THE SECOND SUNDAY OF ADVENT

Today's concern is meaning. John the Baptist's existence was defined in terms of his importance to God's eternal plan: "He came as a witness to testify..." At the heart of twentieth-century malaise is a world-and-life view that has written God out of the script. Through today's service you will be given opportunity to respond to that.

Scripture Memory

"There was a man sent from God, whose name was John. He came as a witness to testify to the light, so that all might believe through him" (John 1:6-7).

Lighting of the Advent Candle

■ First Person: This is the second Sunday of Advent. The light of these candles, flickering in the sanctuary, tells us of the coming of Jesus Christ our Lord.

■ Second Person: There was a man sent from God, whose name was John (John 1:6).

■ Third Person: He came as a witness to testify to the light, so that all might believe through him (John 1:7).

■ Fourth Person: The one who testifies to these things says, "Surely I am coming soon." Amen. Come, Lord Jesus (Rev. 22:20).

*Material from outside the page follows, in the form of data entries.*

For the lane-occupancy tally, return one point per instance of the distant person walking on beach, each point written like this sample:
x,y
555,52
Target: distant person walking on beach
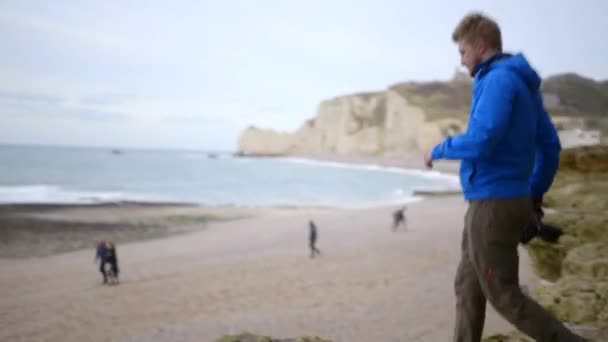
x,y
112,259
101,256
106,254
312,240
399,218
509,156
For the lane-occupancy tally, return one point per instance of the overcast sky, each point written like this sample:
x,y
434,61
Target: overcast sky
x,y
193,74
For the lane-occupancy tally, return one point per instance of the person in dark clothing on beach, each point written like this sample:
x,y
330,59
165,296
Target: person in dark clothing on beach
x,y
112,259
312,240
100,255
106,254
399,218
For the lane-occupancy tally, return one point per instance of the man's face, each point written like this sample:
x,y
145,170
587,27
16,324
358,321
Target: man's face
x,y
470,55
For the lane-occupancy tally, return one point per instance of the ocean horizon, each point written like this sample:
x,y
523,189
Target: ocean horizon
x,y
88,175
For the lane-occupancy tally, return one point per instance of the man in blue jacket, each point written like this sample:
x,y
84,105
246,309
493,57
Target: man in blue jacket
x,y
509,156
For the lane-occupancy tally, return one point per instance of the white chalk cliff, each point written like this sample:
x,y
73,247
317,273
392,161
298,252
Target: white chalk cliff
x,y
406,118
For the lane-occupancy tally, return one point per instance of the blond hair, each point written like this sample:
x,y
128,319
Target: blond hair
x,y
476,26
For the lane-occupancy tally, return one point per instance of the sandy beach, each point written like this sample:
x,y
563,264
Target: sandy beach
x,y
250,271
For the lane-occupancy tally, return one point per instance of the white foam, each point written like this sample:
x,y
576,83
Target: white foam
x,y
374,167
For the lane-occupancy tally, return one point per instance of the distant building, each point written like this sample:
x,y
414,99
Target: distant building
x,y
578,137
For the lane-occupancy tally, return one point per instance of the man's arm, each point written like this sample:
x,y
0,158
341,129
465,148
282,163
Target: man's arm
x,y
487,125
546,161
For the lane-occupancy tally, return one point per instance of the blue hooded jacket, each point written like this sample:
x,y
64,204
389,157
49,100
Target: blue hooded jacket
x,y
510,148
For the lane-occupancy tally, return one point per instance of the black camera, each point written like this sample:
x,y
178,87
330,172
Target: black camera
x,y
536,227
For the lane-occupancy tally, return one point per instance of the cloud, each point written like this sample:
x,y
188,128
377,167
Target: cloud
x,y
47,106
108,99
23,97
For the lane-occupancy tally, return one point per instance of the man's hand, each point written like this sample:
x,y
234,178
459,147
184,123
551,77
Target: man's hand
x,y
428,161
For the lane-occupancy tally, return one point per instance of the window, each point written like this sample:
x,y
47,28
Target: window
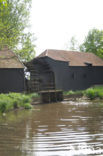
x,y
84,75
72,75
88,64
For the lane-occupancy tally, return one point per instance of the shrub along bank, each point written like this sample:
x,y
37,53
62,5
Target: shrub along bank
x,y
13,101
91,93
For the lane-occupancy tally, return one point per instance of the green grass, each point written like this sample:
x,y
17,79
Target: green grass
x,y
13,101
78,92
94,92
91,93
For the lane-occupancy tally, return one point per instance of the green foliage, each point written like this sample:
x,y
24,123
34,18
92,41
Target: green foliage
x,y
14,21
93,42
3,3
14,100
95,92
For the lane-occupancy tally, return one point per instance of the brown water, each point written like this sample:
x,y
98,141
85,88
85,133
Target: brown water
x,y
72,128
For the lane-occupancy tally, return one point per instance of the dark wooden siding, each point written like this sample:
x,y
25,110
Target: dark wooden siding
x,y
11,80
75,77
41,76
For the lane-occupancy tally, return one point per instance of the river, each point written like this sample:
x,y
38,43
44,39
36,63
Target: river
x,y
69,128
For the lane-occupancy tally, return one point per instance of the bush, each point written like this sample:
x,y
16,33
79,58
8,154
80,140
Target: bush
x,y
13,101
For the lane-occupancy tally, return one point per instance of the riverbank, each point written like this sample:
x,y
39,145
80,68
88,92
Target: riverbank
x,y
14,101
91,93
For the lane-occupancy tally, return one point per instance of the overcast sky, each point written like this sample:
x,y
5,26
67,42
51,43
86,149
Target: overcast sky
x,y
54,22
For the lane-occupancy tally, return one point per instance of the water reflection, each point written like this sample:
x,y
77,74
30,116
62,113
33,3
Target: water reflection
x,y
68,128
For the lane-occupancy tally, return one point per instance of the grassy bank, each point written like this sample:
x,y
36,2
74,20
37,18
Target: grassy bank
x,y
13,101
91,93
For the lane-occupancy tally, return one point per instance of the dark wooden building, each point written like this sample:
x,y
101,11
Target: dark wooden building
x,y
66,70
11,72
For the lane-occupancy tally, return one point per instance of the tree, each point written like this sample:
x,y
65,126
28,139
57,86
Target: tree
x,y
93,42
14,19
3,3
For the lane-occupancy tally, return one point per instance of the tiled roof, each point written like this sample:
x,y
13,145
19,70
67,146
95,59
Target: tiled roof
x,y
73,57
8,59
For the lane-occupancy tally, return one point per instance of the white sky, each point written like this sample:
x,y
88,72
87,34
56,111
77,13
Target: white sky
x,y
54,22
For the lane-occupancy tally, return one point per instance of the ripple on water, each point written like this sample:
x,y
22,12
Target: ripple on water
x,y
71,128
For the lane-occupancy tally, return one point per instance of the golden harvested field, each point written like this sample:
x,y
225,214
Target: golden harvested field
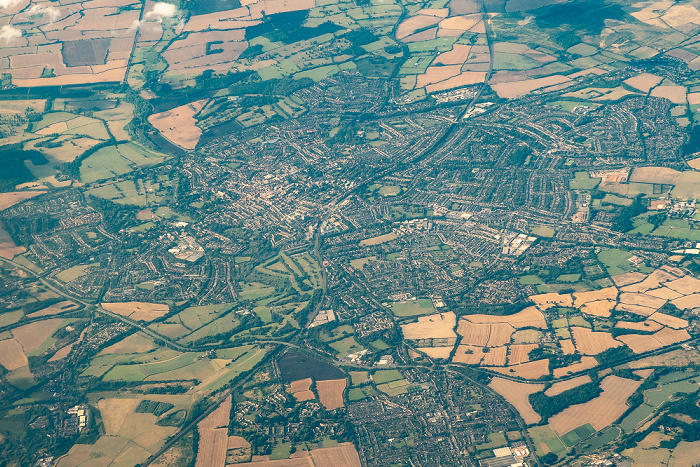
x,y
463,79
474,334
32,335
61,353
298,459
343,455
640,343
236,442
686,285
661,175
213,436
636,309
515,89
299,385
456,56
652,281
689,301
665,293
435,74
585,364
592,343
529,370
685,454
526,336
517,395
518,353
642,300
178,125
567,346
558,388
676,94
330,393
549,300
302,396
628,278
530,317
378,239
468,354
8,249
668,336
135,343
138,311
496,356
608,293
643,82
414,23
500,334
436,352
668,320
439,325
20,106
600,308
300,389
56,308
11,355
678,357
10,199
599,412
651,326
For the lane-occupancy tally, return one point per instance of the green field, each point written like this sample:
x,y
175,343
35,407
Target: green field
x,y
543,231
576,435
544,434
359,377
346,346
394,388
385,376
583,181
604,437
569,278
530,280
112,161
616,262
421,306
496,440
355,394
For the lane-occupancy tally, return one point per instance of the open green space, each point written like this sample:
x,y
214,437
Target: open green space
x,y
423,306
385,376
583,181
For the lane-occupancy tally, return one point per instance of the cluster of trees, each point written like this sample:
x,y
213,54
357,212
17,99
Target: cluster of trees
x,y
14,171
548,406
623,222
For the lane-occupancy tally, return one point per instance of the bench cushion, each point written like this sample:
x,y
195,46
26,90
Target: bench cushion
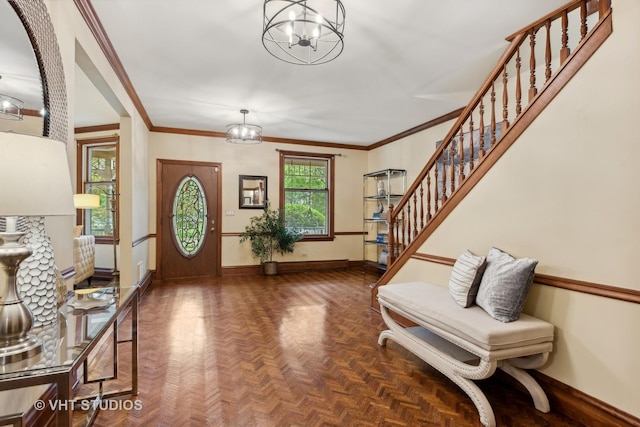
x,y
432,305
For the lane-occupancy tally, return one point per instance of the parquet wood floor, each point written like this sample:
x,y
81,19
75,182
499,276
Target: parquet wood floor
x,y
291,350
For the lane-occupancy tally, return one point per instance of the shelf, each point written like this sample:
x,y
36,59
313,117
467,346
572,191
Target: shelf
x,y
384,173
375,242
395,196
380,189
376,265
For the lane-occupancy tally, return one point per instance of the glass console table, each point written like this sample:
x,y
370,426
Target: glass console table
x,y
67,344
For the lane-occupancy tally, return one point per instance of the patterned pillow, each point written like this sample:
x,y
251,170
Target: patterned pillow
x,y
465,278
505,285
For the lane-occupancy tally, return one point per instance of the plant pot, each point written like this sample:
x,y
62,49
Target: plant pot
x,y
270,268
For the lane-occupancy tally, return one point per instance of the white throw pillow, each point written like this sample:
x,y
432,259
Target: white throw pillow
x,y
505,285
465,278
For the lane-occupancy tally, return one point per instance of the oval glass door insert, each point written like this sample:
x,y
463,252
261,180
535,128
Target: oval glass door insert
x,y
189,216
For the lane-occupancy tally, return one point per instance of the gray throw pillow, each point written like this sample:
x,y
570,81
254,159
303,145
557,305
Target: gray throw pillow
x,y
465,278
505,284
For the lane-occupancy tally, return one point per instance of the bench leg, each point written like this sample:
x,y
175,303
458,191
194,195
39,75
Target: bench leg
x,y
457,371
540,400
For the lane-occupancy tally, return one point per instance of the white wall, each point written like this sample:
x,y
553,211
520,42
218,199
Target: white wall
x,y
567,194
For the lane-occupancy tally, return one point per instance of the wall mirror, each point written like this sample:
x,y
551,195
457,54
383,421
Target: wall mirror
x,y
253,192
19,73
27,37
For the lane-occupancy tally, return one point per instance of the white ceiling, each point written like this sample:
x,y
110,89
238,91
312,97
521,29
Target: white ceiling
x,y
196,63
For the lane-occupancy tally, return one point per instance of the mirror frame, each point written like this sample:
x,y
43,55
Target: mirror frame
x,y
253,200
37,23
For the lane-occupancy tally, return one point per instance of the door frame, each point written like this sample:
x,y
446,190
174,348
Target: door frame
x,y
218,201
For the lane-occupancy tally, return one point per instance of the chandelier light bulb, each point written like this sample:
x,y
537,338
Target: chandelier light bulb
x,y
244,133
306,32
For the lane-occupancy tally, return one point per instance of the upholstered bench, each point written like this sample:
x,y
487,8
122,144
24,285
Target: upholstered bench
x,y
466,343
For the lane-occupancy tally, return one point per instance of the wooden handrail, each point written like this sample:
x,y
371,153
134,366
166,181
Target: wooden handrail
x,y
500,98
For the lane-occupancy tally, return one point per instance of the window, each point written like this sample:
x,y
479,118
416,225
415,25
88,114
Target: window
x,y
98,174
306,193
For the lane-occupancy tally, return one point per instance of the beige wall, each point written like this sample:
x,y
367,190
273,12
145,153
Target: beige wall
x,y
263,160
567,194
410,153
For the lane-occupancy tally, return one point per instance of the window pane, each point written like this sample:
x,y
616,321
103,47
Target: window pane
x,y
102,159
306,193
100,220
306,212
306,173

■ Pastor/Worship Leader: The grace of the Lord Jesus be with all the saints. Amen (Rev. 22:21).

Prayer of Confession

Almighty God,
You who shaped out of nothing all that is,
forgive us for returning empty-handed.
You who called forth light,
forgive our preference for the dark!

You who sent John to be a voice crying,
forgive our unwillingness to say anything at all!
Create in us clean hearts, O God, and renew right spirits
within us.
Through Jesus Christ our Lord. Amen.

The Message

Today's passage, John 1:6-8, introduces us to John the Baptist. I love Frederick Buechner's description of this wild and rare servant of God:

John the Baptist didn't fool around. He lived in the wilderness around the Dead Sea. He subsisted on a starvation diet, mid so did his disciples. He wore clothes that even the mmmage sale people wouldn't have handled. When he preached, it was fire and brimstone every time.
Peculiar Treasures, p. 69

I am struck by the way that the description of John seems to barge in on the prologue. The rest of the prologue tells us about Jesus. These few words tell us about John. A moment ago we were talking about preexistence and the expanse of God's created order, and then, like a lightning bolt, "There was a man sent from God... ." Isn't that interesting? The infinite and the finite, the transcendent and the immanent, the eternal and the temporal are joined in a single breath.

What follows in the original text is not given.